Benedikt Angelkort macht 2019 Schluss mit dem Knaller-Verkauf

Silvester

Für Inhaber Benedikt Angelkort lohnt sich der Verkauf von Raketen und Co. nicht mehr. Die Nachfrage seiner Kunden sinkt – und das schon seit einigen Jahren.

Herbern

, 30.12.2018, 15:14 Uhr / Lesedauer: 2 min
Silvesterraketen werden auch in diesem Jahr wieder den Himmel erhellen. Lukrativ sind sie für Händler aber nicht immer.
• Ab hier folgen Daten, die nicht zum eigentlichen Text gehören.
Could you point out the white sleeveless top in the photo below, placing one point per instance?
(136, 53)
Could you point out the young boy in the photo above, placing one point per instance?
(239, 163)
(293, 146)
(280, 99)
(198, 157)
Silvesterraketen werden auch in diesem Jahr wieder den Himmel erhellen. Lukrativ sind sie für Händler aber nicht immer. © unsplash / Julie Tupas

Feiern, aufs neue Jahr anstoßen und Feuerwerk: So soll die Silvesternacht auch in diesem Jahr wieder in Herbern aussehen – gute Vorsätze inklusive. Auch Benedikt Angelkort zieht aus 2018 seine Lehren. Der Verkauf von Silversterfeuerwerk läuft nur schleppend und hat für ihn keine Zukunft in 2019.

„Damit etwas für uns dabei rumkommt, müssten wir eigentlich große Mengen verkaufen“, sagt Angelkort. Der Aufwand, den der Inhaber des gleichnamigen Schreibwarenladens einmal im Jahr betreibt, sei groß, der Ertrag hingegen klein.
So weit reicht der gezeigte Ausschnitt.